Simplify f(x) = (3x^2-4x+1)/(3x-1). Using complete sentences, explain why f(1) = 0, f(0) = -1, and f(-1) = -2, yet f(1/3) is undefined.

please show how u do it so i can understand

Answer 1

(3x^2-4x+1)/(3x-1).


lets try to factor numerator

(3x 1)(x 1)

to negative will work

(3x-1)(x-1)

Answer 2

(3x-1)(x-1)
--------------
3x-1

simplifies to

(x-1)

Answer 3

To see why
f(1) = 0, f(0) = -1, and f(-1) = -2
just plug in the numbers into the function
i.e.
\[f(x)=\frac{3x^2-4x+1}{3x-1}\]with x=1 becomes\[f(1)=\frac{3(1)^2-4(1)+1}{3(1)-1}=\frac{0}{2}=0\]do the same with x=0 and x=-1 and you will get the expected value for f(x) Now try it for f(1/3):\[f(1/3)=\frac{3(1/3)^2-4(1/3)+1}{3(1/3)-1}=\frac{0}{0}\]which is undefined, because anything divided by 0 is undefined.

Answer 4

The denominator is where to look to find where a function is undefined.

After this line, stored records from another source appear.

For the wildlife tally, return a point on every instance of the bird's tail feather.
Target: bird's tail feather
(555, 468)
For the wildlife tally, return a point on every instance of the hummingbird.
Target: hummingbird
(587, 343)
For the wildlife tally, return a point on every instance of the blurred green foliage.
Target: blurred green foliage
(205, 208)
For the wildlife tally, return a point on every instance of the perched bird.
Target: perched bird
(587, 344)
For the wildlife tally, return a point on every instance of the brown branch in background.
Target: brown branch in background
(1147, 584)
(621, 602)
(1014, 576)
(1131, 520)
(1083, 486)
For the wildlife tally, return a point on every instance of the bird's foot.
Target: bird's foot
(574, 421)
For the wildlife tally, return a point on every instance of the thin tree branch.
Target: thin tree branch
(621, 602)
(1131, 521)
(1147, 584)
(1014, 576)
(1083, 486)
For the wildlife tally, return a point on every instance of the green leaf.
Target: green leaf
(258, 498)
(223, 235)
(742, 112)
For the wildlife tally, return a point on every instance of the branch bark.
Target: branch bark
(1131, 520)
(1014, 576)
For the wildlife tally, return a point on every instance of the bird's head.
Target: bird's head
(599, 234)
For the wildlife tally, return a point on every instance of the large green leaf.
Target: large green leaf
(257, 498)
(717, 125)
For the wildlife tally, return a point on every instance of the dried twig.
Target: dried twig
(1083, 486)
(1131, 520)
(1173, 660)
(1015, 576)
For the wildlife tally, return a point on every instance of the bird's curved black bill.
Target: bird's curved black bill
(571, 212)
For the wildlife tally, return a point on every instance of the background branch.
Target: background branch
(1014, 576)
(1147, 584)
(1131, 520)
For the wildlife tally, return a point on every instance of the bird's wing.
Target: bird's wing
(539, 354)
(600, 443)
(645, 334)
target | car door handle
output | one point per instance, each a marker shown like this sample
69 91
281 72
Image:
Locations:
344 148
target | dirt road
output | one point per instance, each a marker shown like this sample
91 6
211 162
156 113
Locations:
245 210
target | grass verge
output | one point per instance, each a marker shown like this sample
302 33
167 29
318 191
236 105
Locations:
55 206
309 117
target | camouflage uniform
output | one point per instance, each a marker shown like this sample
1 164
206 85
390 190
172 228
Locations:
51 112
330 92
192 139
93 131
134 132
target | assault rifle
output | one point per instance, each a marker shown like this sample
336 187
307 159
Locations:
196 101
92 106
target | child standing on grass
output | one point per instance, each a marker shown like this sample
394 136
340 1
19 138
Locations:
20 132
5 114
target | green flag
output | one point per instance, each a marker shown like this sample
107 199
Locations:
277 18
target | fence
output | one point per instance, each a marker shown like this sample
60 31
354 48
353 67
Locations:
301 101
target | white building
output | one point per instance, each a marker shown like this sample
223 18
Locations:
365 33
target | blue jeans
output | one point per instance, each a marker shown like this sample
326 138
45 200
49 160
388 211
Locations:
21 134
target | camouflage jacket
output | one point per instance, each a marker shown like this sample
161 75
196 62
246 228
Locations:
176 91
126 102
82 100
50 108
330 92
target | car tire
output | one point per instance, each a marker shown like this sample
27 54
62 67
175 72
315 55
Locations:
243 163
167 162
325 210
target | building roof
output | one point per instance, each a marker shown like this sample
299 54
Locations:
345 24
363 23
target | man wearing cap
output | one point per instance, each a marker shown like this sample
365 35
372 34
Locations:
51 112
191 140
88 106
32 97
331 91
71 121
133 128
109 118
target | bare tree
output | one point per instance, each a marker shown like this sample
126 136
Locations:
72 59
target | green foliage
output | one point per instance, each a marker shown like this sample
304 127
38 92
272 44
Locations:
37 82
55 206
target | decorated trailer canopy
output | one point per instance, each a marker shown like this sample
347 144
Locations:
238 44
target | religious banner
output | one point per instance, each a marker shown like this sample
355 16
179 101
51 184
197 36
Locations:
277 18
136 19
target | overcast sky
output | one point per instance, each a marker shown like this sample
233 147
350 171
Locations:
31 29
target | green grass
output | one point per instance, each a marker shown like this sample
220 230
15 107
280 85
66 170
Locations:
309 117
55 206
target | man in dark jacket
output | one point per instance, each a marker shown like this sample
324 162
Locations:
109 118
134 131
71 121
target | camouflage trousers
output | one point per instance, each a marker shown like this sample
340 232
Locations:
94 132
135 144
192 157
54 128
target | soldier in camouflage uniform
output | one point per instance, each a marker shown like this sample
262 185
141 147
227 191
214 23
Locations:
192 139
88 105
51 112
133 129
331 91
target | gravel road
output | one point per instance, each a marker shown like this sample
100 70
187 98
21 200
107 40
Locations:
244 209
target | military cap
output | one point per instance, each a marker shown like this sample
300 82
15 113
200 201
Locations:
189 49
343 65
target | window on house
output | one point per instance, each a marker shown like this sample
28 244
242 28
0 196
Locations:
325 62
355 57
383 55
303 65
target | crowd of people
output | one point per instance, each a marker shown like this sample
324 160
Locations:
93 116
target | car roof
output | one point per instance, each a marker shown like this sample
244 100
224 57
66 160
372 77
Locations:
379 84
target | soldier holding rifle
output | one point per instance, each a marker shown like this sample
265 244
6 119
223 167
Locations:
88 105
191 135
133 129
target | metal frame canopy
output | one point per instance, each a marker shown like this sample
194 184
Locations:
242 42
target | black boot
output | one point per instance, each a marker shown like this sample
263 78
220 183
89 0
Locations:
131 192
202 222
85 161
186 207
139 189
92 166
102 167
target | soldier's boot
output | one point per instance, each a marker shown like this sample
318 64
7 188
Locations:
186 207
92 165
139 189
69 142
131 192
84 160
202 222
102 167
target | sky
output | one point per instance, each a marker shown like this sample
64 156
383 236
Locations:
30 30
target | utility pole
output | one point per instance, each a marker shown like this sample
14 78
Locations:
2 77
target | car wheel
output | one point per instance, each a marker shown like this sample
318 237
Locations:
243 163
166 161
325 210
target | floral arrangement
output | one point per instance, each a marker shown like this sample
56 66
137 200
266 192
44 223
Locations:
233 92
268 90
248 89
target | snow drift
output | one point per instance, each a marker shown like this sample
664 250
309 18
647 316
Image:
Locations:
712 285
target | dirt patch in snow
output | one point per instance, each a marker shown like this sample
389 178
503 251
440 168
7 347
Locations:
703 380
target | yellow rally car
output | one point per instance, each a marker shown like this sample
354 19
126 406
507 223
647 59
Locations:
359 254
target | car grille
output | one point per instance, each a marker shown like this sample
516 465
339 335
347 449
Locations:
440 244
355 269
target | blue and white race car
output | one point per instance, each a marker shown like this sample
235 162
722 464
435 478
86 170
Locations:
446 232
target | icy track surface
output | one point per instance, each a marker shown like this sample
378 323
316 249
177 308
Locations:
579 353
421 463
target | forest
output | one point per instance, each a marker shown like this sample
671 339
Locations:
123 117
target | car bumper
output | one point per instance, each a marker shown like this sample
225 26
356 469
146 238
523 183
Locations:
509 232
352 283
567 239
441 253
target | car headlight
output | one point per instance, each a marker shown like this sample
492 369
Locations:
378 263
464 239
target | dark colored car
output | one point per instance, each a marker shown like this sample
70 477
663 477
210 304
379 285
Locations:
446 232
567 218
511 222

Note that imranmeah's factorization of the function is not valid at the point x=1/3, so even though it can be simplified for practical purposes, you must always consult the original function to see where it may be undefined.

Answer 5

thank you so much. I think I actually understand how to do it now.